Я уверена, что мой дядя не станет возражать.
– Отлично… тогда договоримся на следующую субботу?
– Конечно… о, простите меня, я отлучусь на минутку, – пробормотала она и пулей вылетела из комнаты.
«Что со мной происходит?» – думала она, подставляя пылающее лицо под струю холодной воды. Несмотря на то что жили они довольно изолированно, ей не раз приходилось отвергать ухаживания молодых людей, и она всегда считала себя уравновешенной и серьезной особой. Но никогда еще не встречала она такого обаятельного и интересного человека, как Генри… хотя нет, Гарри Бошана; какое облегчение – знать, что не надо извиняться за свою любовь к книгам и картинам, а его хромота вовсе не имела значения, тем более что она не любительница танцев или тенниса. «Возьми себя в руки, ты ведь даже не знаешь, нравишься ли ему», – упрекнула она себя. Но сердце отказывалось слушать ее назидания, и она поспеши ла обратно в комнату, где застала его за просмотром огромного фолианта в черном переплете, который он, очевидно, выудил из груды сваленного посреди комнаты хлама.
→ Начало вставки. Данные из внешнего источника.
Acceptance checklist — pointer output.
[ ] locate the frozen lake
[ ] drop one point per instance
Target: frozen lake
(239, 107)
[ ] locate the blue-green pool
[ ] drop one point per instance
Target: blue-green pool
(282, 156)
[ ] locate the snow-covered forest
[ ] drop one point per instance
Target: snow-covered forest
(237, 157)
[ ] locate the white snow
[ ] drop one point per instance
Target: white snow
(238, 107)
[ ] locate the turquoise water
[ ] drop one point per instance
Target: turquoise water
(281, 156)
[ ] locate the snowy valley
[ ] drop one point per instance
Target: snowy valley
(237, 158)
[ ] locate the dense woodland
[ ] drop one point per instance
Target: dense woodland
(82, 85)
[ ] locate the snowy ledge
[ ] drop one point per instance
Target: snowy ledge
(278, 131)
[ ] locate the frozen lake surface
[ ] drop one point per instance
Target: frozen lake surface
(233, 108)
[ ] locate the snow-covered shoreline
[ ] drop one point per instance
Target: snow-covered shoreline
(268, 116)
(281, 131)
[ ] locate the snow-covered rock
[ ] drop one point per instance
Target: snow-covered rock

– Надеюсь, вы не возражаете, – сказал он, – но мне это показалось интересным. Вы когда-нибудь открывали это?
– Нет, я здесь ни к чему не притрагивалась.
– Как представитель попечителей, – произнес он с очаровательной улыбкой, – я рад сообщить вам, что вы можете рассматривать все, что пожелаете. В завещании нет по этому поводу никаких ограничений.
Он уже успел извлечь и высокий деревянный постамент, похожий на аналой, на котором и разложил фолиант. Как она успела заметить, это была не обычная книга, а скорее стопка каких-то пластинок или дощечек, проложенных толстыми листами и скрепленных тусклой металлической пряжкой. На обложке не просматривалось никаких букв.
Он попытался расстегнуть пряжку, но она не поддавалась.
– Я не вижу отверстия для ключа, – сказал он. – Должно быть, в этом кроется какая-то уловка… а, понял… черт!
Застежка неожиданно щелкнула, и он поморщился, увидев капельки крови на пальцах правой руки.
– Принести бинт? – озабоченно спросила она.
– Нет, это всего лишь царапина. – Он замотал рану носовым платком и приподнял книгу, которая явно была чересчур тяжелой.
– Может, выйдем на лестничную площадку? Думаю, нам понадобится много места, чтобы рассмотреть ее.
Он вынес книгу из комнаты и устроился на полу. «Позвольте мне», – произнесла она. Не обращая внимания на пыль, она встала рядом с ним на колени, раскрыла переплет и извлекла оттуда некое подобие гармошки, состоящей из скрепленных между собой тонких дощечек. Работа предстояла сложная, поскольку тяжелую гармошку пришлось растягивать по всей лестничной площадке.
Поначалу дощечки казались почти одинаковыми: постепенно вытягиваясь в одну линию, они составляли гигантскую голубовато-серую волну с пенящейся верхушкой, сквозь которую кое-где проглядывало хмурое небо. Дощечки были обернуты тканью, а петли продеты так искусно, что были едва заметны. По мере того, как полотно расширялось, все отчетливее проступали зловещие контуры длинной бледной фигуры, скрытой в морской пене.
Последняя дощечка крепилась двумя скользящими скобами. Она освободила их и еле сдержала крик ужаса. Ей открылось лицо утопленника, выполненное в натуральную величину, с бешеным оскалом и широко раскрытыми глазами, устремленными прямо на нее. Вода выливалась из его открытого рта; волосы были густо опутаны водорослями. Некогда казавшиеся размытыми очертания преобразились в обнаженный торс, безжизненно болтающиеся ноги и мертвенно-бледную руку, вытянутые пальцы которой цеплялись за пустоту.